The bride's father was the late Freeman Reed Baker, a well-known authority on Persian art and culture. He was also the central figure in a scandal involving the disappearance, fifteen years earlier, of rare examples of ancient erotica- carpet-weavings, textiles, metalwork-from a legendary private collection in Isfahan.
I am beginning to understand.
At the time of the apparent theft, Dr. Baker had been special curator of the so-called Forbidden Rooms, a restricted area of the collection.
Very sexy stuff.
He died of natural causes three years ago in eastern Turkey, still under a cloud of suspicion. The treasures have not been recovered.
Back in her cubicle, Moll wondered if Lightborne had seen the story.
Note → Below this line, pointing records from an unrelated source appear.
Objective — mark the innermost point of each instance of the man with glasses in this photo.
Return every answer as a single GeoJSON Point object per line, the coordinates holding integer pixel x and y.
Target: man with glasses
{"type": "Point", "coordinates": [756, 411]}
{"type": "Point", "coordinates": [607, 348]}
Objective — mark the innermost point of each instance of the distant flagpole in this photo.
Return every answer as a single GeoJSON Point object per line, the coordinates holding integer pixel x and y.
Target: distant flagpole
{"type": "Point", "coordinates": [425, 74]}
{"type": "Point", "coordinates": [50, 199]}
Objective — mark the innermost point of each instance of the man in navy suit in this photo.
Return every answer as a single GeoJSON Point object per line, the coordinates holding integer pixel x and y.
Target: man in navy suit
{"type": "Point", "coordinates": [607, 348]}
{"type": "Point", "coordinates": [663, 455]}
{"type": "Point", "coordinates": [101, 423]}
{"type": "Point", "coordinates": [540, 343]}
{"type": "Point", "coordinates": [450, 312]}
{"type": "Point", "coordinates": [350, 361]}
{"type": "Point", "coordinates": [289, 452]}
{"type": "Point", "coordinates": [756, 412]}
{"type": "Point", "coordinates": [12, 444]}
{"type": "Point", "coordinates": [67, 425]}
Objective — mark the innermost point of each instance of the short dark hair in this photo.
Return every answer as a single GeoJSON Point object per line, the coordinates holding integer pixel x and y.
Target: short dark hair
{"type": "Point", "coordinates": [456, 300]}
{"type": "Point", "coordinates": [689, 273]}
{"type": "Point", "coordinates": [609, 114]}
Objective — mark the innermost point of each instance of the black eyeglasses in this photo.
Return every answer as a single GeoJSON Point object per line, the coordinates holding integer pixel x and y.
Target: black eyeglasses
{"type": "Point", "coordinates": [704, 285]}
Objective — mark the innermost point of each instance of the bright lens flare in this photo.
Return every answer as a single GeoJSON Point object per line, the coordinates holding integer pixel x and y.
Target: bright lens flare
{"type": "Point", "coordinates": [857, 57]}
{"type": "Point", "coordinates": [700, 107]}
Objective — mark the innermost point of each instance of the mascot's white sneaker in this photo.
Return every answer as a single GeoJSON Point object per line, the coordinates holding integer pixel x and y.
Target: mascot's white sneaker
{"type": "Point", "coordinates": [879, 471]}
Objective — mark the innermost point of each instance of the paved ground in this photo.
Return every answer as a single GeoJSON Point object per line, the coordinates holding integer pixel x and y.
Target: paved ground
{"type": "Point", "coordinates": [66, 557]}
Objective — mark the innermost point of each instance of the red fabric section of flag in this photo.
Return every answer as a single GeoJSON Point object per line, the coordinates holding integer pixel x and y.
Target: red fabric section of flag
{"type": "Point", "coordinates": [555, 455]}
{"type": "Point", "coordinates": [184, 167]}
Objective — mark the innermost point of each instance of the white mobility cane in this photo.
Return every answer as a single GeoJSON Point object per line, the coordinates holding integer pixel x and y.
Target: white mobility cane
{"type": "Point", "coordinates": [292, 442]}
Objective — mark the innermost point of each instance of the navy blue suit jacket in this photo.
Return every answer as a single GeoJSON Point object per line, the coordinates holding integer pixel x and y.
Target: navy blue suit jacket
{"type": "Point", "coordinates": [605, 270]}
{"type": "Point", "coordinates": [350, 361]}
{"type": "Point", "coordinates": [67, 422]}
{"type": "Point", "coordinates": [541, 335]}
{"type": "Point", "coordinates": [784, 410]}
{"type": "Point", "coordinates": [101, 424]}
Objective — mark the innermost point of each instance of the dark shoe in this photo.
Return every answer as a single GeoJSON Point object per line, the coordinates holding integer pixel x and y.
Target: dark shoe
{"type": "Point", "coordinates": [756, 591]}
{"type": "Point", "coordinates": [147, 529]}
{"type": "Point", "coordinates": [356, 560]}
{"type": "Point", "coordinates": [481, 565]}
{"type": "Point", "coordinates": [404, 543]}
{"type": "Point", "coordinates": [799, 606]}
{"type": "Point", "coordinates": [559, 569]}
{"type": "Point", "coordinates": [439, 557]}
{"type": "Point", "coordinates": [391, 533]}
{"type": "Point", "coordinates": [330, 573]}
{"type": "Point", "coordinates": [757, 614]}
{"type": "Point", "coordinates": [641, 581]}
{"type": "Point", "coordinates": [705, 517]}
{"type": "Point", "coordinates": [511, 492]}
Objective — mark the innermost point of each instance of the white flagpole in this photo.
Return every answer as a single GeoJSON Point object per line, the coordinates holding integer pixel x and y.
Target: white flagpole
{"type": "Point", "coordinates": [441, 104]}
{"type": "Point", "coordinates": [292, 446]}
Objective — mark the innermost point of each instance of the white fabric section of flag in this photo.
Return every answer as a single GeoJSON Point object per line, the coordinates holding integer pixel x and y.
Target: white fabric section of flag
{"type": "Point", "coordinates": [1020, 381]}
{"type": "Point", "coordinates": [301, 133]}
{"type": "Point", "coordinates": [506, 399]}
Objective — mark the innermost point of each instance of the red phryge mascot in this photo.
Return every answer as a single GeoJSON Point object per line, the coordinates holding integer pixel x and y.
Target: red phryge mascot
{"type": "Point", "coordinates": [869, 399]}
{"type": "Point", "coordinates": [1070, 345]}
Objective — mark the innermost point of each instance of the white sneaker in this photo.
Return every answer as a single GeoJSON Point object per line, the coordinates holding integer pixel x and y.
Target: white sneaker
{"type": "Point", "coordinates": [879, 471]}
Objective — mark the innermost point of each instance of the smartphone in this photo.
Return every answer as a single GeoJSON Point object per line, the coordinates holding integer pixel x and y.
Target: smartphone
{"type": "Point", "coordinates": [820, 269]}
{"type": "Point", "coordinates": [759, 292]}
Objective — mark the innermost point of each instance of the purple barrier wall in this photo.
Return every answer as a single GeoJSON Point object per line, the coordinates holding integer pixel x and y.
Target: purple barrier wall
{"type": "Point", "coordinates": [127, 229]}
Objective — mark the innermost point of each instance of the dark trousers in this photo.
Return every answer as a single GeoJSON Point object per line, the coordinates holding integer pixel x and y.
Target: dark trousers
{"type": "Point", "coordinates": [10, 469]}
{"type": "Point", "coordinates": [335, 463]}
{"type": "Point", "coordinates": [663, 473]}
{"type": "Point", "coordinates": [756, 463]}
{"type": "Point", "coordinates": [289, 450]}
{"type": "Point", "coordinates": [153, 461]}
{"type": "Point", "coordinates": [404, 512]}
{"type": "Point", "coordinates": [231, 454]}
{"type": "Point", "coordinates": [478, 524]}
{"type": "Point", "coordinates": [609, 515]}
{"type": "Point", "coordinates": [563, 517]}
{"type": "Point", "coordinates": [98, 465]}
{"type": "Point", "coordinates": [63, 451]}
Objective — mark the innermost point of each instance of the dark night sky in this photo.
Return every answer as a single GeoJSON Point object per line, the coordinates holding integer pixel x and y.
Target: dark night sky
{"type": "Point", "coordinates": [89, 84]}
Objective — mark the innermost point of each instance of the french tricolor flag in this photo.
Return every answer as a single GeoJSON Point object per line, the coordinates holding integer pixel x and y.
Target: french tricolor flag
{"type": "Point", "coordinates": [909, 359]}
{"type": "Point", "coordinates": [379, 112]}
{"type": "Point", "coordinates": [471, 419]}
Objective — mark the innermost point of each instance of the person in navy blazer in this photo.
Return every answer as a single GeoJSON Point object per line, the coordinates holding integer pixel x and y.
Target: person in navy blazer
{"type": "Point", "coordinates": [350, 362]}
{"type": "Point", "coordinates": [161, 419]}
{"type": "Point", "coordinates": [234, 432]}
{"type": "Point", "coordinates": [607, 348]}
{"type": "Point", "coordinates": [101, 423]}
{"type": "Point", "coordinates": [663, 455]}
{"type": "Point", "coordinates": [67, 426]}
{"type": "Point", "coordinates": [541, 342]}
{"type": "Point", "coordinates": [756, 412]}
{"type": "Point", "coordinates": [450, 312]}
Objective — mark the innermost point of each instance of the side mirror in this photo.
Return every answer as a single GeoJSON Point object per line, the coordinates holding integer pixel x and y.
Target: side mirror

If so, he'd be saying a mental farewell to Lloyd Precival. The Senator has clearly abandoned fortress Berlin, _Nazis in motion_, preferring the reassurances of desert stillness. The art of mystics and nomads. Old-fashioned contentments.
6
Selvy found a Sam Browne belt in someone's foot locker in the long barracks. He put it on. A decent enough fit. He liked the feel of the shoulder strap that extended diagonally across his chest. He thought he might figure out a way to attach the bolo somehow, knowing that the original belt had been designed, by a one-armed British general, to support a sword.